A vector is said to be an atom because its entries are all of one mode. A matrix is also an atom, as is a higher-way array.

There are some other atomic modes, but they generally won't apply to what we think of as data. Often our data will be in the form of data frames or lists. These have mode "list." The mode() function will tell you what mode an object has.

#### Types of Numeric Data

Numeric data has mode "numeric," but it has one of three types: integer, single precision, and double precision. Most numbers in R are represented in double precision, called double in R. Single precision (called "float" in C) uses less memory, so I suppose you could save memory in a really big matrix by keeping it in single precision, but R tends to converts singles to doubles when it's computing anyway. The only real place singles are really used in R is in calling C and Fortran routines that expect floats.

Integers will be converted into doubles as needed, so you rarely need to worry about whether a thing that looks like an integer is being stored as an integer -- again, unless you want to pass that value to an external routine.

#### Converting from one mode to another

R will try to convert from one mode to another as context demands. Remember that every element of a vector needs to have to same mode. As a result, if you insert a character value into a numeric vector, the whole vector will be changed to character. These automatic conversions will always be from a more specific mode to a more general one: logical to double, and either of those to character.

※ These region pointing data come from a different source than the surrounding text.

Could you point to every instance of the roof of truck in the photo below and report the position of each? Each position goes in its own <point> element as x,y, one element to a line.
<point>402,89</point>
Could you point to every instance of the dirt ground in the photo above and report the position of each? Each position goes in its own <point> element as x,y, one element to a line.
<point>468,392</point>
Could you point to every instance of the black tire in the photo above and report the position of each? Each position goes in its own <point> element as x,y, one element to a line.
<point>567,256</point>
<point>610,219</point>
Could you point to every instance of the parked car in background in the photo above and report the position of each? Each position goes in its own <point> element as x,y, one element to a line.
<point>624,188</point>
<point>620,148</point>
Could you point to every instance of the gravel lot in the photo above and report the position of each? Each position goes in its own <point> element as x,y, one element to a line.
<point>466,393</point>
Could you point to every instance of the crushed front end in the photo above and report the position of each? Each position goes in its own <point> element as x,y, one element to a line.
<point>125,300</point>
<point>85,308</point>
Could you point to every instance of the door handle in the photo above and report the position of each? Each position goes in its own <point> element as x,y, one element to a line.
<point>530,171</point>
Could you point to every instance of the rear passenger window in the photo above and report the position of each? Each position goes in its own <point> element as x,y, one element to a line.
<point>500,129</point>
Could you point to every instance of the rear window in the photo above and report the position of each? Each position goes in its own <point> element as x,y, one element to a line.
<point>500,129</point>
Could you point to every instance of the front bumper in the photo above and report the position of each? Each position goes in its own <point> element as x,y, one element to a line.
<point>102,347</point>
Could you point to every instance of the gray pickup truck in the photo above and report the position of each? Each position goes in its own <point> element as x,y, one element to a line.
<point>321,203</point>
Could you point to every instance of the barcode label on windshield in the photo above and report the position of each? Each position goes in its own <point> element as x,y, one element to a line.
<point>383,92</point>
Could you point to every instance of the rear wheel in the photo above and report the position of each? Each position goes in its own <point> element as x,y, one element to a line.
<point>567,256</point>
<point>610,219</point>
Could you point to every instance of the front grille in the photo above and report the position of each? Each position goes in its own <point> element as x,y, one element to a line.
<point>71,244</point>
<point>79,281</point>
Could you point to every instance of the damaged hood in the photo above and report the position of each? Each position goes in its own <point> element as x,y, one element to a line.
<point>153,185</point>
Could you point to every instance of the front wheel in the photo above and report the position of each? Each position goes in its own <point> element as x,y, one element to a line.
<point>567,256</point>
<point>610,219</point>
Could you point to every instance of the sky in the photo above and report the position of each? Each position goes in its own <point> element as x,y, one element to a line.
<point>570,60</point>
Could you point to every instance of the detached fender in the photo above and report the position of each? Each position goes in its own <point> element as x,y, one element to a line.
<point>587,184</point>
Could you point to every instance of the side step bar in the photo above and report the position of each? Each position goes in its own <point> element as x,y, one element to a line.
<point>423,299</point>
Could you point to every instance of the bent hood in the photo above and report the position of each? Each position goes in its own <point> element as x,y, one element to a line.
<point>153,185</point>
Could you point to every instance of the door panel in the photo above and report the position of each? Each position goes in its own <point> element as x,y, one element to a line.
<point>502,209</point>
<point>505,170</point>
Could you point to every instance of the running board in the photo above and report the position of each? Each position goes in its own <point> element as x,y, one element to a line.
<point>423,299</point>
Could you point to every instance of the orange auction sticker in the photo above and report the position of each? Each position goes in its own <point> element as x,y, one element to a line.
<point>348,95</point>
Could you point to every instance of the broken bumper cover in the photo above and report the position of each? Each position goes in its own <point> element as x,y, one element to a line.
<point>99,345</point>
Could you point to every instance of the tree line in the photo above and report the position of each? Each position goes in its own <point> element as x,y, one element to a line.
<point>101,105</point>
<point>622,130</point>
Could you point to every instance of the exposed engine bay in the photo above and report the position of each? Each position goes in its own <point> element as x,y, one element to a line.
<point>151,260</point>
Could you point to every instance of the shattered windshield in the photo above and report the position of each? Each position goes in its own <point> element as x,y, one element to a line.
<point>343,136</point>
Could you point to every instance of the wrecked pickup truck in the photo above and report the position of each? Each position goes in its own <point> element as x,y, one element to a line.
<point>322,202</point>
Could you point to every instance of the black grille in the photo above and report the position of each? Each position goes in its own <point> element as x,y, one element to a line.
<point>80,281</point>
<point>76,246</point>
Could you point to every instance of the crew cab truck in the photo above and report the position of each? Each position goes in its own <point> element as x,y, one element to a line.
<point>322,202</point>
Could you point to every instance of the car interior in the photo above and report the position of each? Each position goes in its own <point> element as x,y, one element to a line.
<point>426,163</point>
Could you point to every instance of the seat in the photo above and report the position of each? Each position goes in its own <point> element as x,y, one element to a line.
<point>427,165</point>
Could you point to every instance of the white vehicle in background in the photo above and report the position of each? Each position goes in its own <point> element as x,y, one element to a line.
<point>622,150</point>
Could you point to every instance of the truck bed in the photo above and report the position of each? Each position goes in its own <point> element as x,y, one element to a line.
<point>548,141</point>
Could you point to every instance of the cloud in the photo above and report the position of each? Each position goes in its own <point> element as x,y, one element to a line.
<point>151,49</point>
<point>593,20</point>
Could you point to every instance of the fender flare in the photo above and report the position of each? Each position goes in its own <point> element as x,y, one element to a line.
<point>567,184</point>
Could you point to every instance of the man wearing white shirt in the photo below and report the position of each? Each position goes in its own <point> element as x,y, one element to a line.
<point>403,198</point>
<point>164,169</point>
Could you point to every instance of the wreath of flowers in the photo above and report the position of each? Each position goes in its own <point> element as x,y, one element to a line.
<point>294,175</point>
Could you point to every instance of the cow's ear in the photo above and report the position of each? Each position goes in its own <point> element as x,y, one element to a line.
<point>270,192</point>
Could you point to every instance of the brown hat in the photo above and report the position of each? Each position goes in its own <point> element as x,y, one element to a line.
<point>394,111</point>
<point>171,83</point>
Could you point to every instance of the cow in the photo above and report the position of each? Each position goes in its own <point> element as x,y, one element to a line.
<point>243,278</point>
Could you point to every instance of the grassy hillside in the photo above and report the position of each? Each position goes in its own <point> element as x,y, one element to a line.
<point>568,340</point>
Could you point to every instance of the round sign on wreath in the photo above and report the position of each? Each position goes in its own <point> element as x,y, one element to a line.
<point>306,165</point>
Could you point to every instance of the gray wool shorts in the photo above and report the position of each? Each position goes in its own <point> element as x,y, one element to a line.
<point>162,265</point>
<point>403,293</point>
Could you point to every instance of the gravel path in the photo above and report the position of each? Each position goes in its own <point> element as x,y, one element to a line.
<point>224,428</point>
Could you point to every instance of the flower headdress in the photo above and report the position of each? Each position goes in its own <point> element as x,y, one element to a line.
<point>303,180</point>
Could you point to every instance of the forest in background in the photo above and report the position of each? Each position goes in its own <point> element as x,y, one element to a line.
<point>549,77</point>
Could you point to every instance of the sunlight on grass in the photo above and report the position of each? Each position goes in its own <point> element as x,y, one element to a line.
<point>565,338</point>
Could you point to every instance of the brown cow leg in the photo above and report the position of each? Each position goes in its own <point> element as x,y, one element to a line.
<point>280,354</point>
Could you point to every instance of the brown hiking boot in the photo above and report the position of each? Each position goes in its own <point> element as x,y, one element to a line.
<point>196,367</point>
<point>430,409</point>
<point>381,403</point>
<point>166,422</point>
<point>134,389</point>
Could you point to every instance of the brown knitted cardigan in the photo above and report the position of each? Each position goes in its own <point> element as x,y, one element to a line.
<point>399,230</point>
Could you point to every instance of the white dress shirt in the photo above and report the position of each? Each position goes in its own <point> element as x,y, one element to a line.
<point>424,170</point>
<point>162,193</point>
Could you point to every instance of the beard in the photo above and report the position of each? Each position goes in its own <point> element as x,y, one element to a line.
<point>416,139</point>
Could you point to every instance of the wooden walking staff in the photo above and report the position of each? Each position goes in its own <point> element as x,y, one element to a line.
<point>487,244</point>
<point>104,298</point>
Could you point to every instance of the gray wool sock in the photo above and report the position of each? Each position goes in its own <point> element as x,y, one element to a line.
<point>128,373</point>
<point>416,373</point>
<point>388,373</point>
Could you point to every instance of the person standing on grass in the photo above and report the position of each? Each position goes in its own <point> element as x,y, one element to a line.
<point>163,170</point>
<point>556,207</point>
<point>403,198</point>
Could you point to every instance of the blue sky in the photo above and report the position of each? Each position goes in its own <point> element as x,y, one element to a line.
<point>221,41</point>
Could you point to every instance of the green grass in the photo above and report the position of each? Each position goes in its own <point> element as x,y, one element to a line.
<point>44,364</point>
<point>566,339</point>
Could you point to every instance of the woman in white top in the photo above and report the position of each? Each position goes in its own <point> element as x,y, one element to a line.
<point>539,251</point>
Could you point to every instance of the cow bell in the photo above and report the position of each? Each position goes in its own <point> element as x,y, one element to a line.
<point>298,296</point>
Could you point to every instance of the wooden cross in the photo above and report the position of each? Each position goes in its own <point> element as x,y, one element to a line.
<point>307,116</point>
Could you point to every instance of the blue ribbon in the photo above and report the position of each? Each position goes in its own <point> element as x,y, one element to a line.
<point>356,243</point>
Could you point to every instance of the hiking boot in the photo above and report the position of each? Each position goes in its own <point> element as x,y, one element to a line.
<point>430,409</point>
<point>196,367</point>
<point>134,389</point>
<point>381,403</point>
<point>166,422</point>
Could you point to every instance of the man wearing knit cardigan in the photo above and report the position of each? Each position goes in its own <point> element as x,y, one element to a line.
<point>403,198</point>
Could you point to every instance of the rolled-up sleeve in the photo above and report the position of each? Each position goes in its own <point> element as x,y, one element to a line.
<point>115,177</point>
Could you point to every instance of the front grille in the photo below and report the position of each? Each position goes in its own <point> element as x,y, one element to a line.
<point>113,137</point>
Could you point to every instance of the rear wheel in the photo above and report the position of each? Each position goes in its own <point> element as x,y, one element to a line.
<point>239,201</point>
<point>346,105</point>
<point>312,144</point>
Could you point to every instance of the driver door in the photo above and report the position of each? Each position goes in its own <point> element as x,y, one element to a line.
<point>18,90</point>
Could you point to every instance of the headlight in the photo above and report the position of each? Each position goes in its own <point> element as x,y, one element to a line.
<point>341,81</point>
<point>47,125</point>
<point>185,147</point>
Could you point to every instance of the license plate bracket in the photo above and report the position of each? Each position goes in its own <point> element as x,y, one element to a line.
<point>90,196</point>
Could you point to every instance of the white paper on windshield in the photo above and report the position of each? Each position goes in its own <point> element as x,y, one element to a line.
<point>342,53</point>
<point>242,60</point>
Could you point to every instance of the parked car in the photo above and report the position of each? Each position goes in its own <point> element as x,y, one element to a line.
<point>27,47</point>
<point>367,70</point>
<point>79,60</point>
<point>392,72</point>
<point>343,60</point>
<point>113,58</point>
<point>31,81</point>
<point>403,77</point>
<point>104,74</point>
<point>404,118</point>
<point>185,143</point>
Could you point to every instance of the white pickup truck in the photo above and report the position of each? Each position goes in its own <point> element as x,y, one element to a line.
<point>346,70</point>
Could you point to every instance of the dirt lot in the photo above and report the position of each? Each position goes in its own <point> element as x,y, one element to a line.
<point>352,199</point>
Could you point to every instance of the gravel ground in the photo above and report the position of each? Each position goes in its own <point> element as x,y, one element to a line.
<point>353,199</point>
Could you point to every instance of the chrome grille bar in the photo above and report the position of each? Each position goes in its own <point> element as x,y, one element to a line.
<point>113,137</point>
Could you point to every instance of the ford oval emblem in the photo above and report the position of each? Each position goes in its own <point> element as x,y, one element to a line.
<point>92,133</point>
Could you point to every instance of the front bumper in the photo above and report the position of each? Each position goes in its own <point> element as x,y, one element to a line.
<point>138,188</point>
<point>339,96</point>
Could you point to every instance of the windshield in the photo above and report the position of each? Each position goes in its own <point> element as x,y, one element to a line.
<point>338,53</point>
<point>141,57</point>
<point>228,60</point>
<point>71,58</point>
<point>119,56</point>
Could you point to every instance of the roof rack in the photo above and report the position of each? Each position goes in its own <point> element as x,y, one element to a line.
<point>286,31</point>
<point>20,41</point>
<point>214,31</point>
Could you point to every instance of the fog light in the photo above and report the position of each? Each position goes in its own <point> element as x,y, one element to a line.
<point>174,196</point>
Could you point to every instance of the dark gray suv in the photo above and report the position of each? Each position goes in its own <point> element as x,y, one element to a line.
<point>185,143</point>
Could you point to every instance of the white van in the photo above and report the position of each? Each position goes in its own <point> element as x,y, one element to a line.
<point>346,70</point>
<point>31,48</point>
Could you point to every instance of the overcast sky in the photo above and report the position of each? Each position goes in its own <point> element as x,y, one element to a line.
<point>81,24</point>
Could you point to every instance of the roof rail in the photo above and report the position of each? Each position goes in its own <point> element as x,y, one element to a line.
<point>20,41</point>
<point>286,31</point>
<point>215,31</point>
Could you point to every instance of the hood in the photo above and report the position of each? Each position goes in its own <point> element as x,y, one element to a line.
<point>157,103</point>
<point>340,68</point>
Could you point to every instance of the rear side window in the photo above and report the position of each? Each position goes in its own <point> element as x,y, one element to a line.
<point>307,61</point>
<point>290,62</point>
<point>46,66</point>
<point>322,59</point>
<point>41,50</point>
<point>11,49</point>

To force a conversion from one mode to another, use one of the as functions: as.logical(), as.numeric(), as.character(), and so on. These functions exist for non-atomic modes as well, and there's also a general as() function that takes the destination mode as an argument: as ("3.5", "numeric"), for example, converts the character string "3.5" into a number.

The conversion rules include:

• When converting numeric to logical, 0 turns into FALSE, anything else turns into TRUE. Warning: you can't expect your double-precision zeros to be exactly zero. To re-use an example from earlier, consider this:
```> as.logical (1 - (1/47:50 * 47:50)) # These should all be zero
[1] F F T F                          # The third one isn't: why not?
> 1 - (1/49)*49                      # Because in floating point...
[1] 1.110223e-016                    # ...this number isn't exactly zero.
```
• When converting character to logical, "true," "TRUE" and "T" (upper-case only) become TRUE, "false" and "FALSE" and "F" become FALSE, and everything else turns into an NA.
• When converting character to numeric, things that cannot be parsed turn into NA. Scientific notation like "123e34" (with upper-case or lower-case "e") is understood.
• as.integer() truncates a floating-point number so that the result is the nearby integer closer to zero. This has the same effect as the trunc(). For greater control you might want to use round(), floor(), or ceil().

You can also change a mode directly with a command like mode(a) <- "integer". This has the advantage of preserving other attributes of the object, like its name and its dimension. If the item is a matrix this will keep it a matrix, whereas as.integer() will turn it into a vector and remove the names.